From the mid-90s to the present, television drama with religious content has come to reflect the growing cultural divide between white middle-America and concentrated urban elites. As author Charlotte E. Howell argues in this forthcoming book, by 2016, television narratives of white Christianity had become entirely disconnected from the religion they were meant to represent. Programming labeled “family-friendly” became a euphemism for white, middlebrow America, and developing audience niches became increasingly significant to serial dramatic television. Utilizing original case studies and interviews, Divine Programming investigates the development, writing, producing, marketing, and positioning of key series including 7th Heaven, Friday Night Lights, Rectify, Supernatural, Jane the Virgin, Daredevil, and Preacher.

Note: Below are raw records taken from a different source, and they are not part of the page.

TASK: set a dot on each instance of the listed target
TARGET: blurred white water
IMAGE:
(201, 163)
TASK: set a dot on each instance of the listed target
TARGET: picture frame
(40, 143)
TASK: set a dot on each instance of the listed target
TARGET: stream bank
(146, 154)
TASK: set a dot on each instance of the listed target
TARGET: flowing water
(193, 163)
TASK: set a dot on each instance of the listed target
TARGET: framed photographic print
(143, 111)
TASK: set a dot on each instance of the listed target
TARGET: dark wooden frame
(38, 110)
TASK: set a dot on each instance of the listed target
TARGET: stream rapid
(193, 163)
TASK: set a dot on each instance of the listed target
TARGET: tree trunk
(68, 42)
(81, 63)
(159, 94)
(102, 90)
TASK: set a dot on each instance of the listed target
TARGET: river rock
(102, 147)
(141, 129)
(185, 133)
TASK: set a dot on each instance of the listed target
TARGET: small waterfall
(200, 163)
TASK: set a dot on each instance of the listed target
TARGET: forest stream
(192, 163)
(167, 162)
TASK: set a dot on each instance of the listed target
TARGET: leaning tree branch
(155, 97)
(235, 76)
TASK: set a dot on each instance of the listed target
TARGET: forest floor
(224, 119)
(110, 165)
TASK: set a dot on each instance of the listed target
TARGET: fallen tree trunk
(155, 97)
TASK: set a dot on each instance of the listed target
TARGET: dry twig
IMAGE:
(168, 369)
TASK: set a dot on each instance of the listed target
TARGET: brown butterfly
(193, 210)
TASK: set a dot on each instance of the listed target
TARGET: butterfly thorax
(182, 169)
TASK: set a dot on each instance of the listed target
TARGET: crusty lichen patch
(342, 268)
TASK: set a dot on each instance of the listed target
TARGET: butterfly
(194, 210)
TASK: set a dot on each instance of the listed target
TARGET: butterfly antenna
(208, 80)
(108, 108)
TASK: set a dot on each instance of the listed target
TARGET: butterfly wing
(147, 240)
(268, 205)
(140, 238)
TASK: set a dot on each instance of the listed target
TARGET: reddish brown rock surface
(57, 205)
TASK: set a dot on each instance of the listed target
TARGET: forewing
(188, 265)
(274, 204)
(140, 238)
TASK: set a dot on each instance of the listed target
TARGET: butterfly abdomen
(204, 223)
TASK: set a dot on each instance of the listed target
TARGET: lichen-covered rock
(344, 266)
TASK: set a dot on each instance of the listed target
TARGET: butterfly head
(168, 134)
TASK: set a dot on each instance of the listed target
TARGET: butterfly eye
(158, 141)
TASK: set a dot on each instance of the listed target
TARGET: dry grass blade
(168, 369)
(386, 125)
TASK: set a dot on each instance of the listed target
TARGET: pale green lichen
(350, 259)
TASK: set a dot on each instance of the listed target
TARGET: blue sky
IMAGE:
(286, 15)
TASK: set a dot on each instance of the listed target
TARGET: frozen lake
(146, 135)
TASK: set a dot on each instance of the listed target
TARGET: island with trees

As this book shows, there has historically been a deep ambivalence among television production cultures regarding religion and Christianity more specifically. It illustrates how middle-American television audiences lost significance within the Hollywood television industry and how this, in turn, has informed and continues to inform television programming on a larger scale. In recent years, upscale audience niches have aligned with the perceived tastes of affluent, educated, multicultural, and-importantly-secular elites. As a result, the televised representation of white Christianity had to be othered and shifted into the unreality of fantastic genres to appeal to niche audiences. To examine this effect, Howell looks at religious representation through four approaches—establishment, distancing, displacement, and use—and looks at series across a variety of genres and outlets in order to provide varied analyses of each theme.
Charlotte E. Howell is an Assistant Professor of Television Studies in the Department of Film and Television and a research fellow of the CRC. Her work has been published in the Cinema Journal, Critical Studies in Television, Networking Knowledge, Kinephanos, and in the anthology Supernatural, Humanity, and the Soul: On the Highway to Hell and Back.